Zero Cost Distribution

Cloister provides a callback on cluster topology changes, which makes it easy to perform some additional setup when the cluster is up.

But what if we want to distribute our processing without actually writing the support for running in distributed mode? For that one might use Tarearbol.DynamicManager abstraction.

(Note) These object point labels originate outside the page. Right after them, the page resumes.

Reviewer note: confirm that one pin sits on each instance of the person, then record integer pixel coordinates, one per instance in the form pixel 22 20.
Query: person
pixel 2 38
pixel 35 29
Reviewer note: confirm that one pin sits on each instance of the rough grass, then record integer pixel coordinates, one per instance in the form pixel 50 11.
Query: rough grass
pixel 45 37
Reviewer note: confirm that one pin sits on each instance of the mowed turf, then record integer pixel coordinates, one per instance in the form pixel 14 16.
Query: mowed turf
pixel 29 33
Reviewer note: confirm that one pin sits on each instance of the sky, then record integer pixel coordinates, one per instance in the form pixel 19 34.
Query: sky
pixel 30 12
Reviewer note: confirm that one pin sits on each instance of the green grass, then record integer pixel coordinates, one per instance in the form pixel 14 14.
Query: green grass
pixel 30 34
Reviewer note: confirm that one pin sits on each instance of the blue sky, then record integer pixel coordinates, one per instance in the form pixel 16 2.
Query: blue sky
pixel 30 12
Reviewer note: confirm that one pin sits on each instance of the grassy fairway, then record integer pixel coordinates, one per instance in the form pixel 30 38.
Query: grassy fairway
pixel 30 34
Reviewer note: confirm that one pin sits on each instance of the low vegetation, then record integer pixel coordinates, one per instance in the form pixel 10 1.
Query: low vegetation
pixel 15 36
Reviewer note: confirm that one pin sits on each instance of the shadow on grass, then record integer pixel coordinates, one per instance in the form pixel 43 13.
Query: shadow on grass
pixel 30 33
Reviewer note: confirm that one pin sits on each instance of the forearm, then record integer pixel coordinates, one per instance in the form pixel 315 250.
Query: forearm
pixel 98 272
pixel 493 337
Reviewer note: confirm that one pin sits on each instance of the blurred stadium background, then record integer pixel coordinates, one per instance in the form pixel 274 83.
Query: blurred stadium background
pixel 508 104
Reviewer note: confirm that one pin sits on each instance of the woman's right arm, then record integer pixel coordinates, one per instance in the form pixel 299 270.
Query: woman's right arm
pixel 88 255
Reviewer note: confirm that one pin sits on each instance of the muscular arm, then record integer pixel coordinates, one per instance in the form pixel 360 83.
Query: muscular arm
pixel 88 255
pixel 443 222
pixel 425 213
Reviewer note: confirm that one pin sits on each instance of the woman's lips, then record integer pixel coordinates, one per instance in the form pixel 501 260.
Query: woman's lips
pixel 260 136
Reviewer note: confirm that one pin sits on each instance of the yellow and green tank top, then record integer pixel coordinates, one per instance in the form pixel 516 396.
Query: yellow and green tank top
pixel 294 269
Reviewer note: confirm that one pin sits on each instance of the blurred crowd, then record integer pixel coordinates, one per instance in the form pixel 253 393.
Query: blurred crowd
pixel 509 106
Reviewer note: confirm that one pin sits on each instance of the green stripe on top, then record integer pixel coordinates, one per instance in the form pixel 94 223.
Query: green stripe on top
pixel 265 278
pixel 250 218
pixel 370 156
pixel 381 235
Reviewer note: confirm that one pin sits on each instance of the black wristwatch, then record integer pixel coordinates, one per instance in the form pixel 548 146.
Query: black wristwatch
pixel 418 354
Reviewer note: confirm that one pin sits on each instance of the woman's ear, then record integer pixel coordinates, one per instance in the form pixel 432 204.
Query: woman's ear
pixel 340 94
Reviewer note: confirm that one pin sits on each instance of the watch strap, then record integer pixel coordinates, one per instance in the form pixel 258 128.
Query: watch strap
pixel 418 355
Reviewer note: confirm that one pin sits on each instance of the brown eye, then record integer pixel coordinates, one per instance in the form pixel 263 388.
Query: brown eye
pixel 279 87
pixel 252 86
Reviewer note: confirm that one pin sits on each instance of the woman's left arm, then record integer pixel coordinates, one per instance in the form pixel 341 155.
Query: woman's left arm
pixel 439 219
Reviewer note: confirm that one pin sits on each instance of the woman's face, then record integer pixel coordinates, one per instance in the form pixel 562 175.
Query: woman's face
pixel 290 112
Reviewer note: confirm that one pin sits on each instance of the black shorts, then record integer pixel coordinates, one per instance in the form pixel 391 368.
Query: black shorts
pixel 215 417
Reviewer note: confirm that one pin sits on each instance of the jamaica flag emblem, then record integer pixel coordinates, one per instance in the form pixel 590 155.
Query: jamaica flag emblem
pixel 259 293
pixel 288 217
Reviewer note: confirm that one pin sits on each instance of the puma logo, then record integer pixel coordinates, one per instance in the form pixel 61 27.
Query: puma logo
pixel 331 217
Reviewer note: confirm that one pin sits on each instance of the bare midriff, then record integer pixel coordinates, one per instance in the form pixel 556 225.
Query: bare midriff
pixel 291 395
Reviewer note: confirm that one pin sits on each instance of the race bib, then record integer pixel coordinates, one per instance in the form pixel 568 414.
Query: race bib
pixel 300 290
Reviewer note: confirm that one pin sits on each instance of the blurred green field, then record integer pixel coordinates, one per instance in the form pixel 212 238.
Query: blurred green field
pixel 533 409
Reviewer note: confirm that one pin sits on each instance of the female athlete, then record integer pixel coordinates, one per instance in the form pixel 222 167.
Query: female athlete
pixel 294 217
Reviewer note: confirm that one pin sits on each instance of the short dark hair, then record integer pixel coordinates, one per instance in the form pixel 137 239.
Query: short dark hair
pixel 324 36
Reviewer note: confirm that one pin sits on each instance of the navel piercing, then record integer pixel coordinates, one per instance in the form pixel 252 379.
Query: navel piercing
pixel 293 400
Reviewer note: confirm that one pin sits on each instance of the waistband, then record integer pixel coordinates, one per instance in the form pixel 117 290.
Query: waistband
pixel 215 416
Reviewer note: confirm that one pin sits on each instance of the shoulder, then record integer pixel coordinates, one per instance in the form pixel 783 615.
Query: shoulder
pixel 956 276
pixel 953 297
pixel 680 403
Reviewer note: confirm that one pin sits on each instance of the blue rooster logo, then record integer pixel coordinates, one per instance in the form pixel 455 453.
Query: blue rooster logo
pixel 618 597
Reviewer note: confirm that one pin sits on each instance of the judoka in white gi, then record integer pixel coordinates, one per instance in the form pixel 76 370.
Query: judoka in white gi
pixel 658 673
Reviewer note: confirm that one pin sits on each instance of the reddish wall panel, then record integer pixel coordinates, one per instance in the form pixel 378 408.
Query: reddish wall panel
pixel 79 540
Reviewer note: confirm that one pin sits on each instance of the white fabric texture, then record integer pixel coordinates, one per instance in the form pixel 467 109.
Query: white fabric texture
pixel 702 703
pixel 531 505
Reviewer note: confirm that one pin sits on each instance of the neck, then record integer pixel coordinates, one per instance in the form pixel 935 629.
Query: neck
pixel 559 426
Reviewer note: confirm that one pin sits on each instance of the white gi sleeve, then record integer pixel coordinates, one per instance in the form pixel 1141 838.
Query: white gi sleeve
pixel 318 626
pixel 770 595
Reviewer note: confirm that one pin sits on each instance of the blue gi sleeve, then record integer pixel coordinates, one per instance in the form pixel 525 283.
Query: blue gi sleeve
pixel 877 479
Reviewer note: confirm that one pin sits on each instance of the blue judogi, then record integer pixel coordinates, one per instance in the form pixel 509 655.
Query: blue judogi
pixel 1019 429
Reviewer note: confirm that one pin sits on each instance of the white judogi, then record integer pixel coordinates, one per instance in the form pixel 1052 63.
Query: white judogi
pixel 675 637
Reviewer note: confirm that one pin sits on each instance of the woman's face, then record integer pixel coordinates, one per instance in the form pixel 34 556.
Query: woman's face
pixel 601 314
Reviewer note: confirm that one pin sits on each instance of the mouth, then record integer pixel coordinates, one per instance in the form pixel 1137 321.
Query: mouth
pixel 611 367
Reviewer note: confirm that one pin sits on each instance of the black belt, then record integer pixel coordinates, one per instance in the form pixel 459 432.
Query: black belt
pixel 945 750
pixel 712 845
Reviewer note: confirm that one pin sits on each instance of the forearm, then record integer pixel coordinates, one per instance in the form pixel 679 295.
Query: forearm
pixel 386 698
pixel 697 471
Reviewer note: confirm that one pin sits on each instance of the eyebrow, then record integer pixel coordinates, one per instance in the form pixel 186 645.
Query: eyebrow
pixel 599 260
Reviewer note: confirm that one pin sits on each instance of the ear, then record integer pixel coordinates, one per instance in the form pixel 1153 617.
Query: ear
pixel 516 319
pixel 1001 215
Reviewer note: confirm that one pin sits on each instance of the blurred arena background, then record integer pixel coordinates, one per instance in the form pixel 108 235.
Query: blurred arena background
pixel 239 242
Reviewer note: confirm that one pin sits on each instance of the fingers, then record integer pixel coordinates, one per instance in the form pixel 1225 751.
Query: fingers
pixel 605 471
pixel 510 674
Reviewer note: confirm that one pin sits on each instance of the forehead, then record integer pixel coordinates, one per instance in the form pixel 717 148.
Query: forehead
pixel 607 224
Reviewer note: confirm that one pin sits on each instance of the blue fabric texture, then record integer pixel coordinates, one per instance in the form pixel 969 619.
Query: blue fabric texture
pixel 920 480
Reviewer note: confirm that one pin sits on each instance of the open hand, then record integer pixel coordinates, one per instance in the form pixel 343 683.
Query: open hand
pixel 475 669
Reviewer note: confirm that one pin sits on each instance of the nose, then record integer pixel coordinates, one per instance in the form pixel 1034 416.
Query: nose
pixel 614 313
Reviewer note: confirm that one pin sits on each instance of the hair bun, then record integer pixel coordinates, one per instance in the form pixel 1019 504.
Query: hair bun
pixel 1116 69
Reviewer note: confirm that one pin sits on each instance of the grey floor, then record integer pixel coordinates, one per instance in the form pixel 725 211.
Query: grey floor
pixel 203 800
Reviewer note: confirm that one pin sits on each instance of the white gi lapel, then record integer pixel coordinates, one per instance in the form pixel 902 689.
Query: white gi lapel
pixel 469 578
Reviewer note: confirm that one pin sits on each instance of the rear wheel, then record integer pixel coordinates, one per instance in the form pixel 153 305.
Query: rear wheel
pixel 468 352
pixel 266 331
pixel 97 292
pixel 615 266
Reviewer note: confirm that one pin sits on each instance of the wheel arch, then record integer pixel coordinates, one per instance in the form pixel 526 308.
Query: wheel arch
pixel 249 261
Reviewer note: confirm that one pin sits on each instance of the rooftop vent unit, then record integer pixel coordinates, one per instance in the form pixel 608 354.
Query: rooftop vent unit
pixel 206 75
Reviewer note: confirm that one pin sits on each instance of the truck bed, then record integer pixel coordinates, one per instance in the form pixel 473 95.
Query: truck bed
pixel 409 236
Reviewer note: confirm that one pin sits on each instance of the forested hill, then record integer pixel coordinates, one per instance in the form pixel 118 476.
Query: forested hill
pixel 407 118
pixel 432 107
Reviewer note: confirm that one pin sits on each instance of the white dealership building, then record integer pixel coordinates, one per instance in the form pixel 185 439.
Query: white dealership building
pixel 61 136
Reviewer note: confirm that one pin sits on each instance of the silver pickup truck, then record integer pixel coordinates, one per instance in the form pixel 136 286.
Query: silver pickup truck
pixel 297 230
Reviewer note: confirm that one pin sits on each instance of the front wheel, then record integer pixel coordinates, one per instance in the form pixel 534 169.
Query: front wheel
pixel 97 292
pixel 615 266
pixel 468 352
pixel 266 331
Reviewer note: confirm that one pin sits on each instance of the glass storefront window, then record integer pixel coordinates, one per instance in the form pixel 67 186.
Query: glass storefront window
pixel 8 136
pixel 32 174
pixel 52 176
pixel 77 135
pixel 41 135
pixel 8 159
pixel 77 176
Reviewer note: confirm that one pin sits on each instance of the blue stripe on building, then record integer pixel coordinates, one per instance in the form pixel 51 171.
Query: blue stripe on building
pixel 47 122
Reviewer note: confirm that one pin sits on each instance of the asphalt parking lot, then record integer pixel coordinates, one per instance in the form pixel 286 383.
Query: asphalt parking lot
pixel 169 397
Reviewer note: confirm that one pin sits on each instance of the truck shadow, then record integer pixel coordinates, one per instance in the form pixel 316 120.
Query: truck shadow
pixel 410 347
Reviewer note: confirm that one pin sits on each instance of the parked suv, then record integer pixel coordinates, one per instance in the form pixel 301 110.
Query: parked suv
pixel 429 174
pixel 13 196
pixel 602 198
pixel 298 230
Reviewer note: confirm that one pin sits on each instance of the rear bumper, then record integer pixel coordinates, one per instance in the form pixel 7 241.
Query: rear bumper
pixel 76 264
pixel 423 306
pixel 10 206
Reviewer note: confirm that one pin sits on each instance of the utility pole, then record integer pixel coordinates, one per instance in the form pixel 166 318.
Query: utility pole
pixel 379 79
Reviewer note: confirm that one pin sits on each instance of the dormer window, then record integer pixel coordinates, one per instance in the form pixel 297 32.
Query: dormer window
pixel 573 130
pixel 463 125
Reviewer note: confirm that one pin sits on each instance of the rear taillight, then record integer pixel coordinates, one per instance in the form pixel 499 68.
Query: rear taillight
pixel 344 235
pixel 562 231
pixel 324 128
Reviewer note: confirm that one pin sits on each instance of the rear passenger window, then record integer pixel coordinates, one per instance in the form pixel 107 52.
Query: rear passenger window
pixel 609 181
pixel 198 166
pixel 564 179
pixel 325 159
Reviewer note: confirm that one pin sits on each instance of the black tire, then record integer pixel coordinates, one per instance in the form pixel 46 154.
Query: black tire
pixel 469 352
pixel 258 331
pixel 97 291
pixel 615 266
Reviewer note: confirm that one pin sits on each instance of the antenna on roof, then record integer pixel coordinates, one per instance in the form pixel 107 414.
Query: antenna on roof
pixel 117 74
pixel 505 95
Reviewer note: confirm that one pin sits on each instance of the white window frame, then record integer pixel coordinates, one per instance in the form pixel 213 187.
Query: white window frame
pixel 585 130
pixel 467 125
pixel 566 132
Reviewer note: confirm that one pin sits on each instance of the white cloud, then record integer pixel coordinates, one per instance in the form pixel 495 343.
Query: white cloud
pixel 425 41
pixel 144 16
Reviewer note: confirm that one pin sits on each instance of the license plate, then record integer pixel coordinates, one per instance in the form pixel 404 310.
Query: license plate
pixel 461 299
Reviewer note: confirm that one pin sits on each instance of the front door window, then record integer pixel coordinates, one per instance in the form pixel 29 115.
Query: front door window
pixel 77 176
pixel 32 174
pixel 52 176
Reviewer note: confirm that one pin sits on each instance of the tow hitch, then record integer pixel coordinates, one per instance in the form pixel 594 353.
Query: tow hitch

Let’s say we receive gazillions of messages from some message broker and need to process them asynchronously. The typical application would use Cloister as the cluster manager and Tarearbol.DynamicManager as the workload processor. Our goal would be to build absolutely transparent system, allowing horizontal scaling out of the box. We cannot just spawn another node in a hope that everything would be fine because the processor is determined by a HashRing backed up by Cloister and the message would be fed from the message broker by the random—currently available—node. Of course we might ask Cloister about who is to process this message, and send the message directly to this process, but this would potentially suffer from back pressure issues either blocking the broker queue, or overflowing the target process mailbox.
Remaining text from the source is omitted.